All of lore.kernel.org
 help / color / mirror / Atom feed
From: Yongbok Kim <yongbok.kim@imgtec.com>
To: qemu-devel@nongnu.org
Cc: peter.maydell@linaro.org, leon.alrae@imgtec.com,
	afaerber@suse.de, rth@twiddle.net
Subject: [Qemu-devel] [PATCH v3 2/2] target-mips: Misaligned memory accesses for MSA
Date: Wed, 13 May 2015 16:37:37 +0100	[thread overview]
Message-ID: <1431531457-17127-3-git-send-email-yongbok.kim@imgtec.com> (raw)
In-Reply-To: <1431531457-17127-1-git-send-email-yongbok.kim@imgtec.com>

MIPS SIMD Architecture vector loads and stores require misalignment support.
MSA Memory access should work as an atomic operation. Therefore, it has to
check validity of all addresses for an access if it is spanning into two pages.

For a case of R5 with MSA, there is no clear solution to distinguish
instructions support misaligned or not, a work-around which is using
byte-to-byte accesses and endianness corrections has been introduced.
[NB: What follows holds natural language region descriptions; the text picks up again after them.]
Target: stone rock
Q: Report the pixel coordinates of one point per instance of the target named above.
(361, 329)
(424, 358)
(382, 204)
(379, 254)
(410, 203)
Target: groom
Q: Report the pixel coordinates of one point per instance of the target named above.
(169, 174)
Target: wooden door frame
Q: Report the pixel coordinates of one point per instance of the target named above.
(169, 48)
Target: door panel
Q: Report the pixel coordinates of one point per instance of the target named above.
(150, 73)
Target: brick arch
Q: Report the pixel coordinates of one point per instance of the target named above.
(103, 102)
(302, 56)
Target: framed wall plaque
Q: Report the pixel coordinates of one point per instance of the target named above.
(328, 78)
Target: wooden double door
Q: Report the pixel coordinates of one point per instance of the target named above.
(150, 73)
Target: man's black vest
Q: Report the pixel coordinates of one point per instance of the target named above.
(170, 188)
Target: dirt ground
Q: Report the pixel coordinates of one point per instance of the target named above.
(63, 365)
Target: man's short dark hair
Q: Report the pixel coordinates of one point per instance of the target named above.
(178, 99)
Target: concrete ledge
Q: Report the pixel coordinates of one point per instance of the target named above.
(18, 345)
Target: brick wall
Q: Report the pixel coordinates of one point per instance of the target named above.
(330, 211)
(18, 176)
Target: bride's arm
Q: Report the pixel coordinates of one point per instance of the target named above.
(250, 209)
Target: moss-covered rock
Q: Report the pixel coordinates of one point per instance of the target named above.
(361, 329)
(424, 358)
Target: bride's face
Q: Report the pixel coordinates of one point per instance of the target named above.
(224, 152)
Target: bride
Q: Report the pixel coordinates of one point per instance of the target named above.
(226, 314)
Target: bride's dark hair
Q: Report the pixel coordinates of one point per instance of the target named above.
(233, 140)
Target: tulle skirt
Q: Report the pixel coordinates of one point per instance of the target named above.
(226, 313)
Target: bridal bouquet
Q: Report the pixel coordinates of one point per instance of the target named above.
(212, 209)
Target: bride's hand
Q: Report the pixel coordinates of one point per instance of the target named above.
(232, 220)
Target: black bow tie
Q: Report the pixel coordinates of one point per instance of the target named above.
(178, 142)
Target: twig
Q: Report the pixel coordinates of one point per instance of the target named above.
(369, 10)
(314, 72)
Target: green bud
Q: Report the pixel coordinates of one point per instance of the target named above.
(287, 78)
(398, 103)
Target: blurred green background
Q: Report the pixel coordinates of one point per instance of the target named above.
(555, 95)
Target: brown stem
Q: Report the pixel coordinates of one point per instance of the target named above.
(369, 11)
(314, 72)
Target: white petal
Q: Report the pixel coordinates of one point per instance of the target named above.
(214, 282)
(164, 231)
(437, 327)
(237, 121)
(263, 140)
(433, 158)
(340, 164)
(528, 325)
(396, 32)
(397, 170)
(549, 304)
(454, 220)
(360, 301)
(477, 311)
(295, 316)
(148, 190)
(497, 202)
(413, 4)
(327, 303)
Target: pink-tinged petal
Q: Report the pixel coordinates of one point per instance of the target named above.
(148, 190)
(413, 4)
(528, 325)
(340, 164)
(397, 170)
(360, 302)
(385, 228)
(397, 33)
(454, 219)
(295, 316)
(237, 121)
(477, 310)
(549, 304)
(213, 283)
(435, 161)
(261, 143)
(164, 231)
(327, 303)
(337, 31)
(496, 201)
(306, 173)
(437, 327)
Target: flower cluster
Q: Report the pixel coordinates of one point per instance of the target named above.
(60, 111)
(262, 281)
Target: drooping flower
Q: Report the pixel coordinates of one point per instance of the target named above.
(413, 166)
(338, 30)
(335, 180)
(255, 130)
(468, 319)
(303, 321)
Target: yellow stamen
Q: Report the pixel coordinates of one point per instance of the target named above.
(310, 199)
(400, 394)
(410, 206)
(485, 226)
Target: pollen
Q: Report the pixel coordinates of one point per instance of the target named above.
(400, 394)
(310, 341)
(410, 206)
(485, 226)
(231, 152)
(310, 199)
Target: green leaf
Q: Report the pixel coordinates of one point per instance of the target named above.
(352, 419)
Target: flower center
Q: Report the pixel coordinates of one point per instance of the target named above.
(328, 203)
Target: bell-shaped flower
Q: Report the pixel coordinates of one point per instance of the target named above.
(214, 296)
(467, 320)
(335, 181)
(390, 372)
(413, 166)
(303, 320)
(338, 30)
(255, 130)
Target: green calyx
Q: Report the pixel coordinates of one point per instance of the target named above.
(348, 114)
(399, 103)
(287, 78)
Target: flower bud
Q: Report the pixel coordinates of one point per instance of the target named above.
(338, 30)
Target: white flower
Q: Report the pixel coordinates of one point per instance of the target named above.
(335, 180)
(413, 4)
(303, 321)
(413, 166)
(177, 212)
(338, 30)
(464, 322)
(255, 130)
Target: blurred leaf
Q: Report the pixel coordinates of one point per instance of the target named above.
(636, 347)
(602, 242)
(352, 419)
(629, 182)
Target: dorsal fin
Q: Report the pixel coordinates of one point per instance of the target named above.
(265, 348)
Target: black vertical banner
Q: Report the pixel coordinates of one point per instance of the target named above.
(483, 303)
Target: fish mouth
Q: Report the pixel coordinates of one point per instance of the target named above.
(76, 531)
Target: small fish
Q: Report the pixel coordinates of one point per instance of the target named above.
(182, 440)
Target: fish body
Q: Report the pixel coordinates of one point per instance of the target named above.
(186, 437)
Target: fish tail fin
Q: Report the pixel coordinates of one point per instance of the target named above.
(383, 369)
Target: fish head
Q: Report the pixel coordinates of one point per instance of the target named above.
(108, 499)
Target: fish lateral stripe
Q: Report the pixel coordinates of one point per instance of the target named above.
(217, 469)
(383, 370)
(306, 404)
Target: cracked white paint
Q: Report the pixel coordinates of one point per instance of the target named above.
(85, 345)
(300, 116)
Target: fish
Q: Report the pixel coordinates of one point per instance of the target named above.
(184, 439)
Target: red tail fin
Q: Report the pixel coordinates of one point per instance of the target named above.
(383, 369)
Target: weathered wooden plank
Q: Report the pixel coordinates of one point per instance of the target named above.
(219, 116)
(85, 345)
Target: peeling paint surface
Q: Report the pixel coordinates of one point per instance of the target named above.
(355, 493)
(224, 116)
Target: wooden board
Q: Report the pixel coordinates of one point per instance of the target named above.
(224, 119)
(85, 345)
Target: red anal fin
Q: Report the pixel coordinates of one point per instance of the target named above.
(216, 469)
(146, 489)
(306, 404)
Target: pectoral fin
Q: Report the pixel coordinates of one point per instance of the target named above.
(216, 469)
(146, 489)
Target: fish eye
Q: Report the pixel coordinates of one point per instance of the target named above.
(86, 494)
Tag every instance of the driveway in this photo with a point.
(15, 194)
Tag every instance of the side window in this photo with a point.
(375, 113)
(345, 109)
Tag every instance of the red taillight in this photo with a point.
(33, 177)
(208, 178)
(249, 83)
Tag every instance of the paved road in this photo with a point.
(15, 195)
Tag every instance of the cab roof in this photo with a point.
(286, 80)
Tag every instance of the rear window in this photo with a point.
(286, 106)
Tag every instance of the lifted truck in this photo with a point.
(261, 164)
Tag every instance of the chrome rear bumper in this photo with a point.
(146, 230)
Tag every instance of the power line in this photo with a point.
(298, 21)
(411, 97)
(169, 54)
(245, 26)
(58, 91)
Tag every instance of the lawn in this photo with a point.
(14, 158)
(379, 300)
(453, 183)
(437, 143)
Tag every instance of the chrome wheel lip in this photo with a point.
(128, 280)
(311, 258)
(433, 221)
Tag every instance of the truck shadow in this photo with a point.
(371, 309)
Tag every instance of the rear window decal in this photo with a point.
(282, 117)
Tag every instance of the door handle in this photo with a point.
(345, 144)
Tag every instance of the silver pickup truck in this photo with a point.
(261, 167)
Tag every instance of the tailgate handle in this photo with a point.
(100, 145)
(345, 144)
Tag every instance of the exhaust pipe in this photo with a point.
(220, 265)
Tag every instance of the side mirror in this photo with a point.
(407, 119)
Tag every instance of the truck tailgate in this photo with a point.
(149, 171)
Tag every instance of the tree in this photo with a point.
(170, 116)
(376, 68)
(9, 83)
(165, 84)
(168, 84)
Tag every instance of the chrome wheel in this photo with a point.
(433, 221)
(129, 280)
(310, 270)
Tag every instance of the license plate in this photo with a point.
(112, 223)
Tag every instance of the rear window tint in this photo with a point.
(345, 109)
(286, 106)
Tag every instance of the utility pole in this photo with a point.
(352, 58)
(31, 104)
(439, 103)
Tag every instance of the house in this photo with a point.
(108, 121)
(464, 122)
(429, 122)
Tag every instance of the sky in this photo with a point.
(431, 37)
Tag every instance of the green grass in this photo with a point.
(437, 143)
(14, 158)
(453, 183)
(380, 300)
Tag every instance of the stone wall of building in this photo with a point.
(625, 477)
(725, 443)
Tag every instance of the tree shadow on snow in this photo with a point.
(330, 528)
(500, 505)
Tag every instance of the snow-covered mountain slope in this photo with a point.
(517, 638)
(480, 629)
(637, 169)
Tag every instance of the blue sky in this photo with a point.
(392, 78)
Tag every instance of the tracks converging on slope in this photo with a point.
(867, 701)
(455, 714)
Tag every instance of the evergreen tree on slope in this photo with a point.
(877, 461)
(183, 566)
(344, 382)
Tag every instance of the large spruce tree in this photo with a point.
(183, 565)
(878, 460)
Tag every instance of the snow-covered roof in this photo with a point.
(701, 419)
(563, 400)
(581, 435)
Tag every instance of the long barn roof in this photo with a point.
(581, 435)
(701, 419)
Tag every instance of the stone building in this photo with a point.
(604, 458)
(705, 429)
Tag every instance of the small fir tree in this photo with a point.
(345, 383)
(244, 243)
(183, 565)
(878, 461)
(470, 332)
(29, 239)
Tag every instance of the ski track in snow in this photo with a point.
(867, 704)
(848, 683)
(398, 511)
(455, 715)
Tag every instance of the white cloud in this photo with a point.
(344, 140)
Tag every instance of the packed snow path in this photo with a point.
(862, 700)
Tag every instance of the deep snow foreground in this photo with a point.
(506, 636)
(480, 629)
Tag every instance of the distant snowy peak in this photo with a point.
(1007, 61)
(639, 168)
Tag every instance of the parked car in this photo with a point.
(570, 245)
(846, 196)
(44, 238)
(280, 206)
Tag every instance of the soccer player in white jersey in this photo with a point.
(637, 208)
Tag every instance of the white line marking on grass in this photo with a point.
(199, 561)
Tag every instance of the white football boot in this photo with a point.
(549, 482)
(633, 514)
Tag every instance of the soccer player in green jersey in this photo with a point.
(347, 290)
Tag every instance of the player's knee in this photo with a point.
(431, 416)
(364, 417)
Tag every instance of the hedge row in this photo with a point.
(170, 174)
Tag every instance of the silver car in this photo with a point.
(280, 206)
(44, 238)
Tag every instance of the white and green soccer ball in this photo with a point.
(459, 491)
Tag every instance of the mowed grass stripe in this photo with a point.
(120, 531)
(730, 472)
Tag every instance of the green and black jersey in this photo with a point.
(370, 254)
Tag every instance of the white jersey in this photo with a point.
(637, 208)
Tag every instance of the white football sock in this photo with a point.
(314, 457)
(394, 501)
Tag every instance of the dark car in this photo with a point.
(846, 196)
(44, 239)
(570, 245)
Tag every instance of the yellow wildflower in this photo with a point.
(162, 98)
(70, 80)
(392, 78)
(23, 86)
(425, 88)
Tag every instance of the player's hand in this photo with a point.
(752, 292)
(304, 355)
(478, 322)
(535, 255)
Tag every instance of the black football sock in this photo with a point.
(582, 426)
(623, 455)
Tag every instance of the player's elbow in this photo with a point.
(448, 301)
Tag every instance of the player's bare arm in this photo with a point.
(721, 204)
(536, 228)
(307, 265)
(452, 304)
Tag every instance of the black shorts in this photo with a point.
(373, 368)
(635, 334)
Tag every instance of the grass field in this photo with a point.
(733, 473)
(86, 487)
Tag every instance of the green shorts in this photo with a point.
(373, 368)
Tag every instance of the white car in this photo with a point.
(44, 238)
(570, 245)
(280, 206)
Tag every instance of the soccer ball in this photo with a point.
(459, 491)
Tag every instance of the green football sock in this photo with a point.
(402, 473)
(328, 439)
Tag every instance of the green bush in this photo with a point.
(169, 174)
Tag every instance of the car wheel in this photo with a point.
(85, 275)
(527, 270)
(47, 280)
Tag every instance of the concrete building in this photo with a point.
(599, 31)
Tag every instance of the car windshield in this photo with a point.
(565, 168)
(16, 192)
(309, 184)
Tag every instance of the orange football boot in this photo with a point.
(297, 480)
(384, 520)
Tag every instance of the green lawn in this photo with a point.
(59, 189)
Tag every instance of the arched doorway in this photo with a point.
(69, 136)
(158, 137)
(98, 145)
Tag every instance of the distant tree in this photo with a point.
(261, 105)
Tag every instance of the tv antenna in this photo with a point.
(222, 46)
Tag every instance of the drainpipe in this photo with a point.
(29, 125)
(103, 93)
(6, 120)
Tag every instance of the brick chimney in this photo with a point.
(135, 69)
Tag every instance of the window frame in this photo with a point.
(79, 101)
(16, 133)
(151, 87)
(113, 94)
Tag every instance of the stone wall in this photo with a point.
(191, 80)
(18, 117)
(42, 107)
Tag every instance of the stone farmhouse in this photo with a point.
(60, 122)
Separating helper functions for each data format as format is known in
translation.
To use mmu_idx from cpu_mmu_index() instead of calculating it from hflag.

Signed-off-by: Yongbok Kim <yongbok.kim@imgtec.com>
---
 target-mips/helper.h    |   10 +++-
 target-mips/op_helper.c |  142 ++++++++++++++++++++++++++--------------------
 target-mips/translate.c |   23 +++++--
 3 files changed, 104 insertions(+), 71 deletions(-)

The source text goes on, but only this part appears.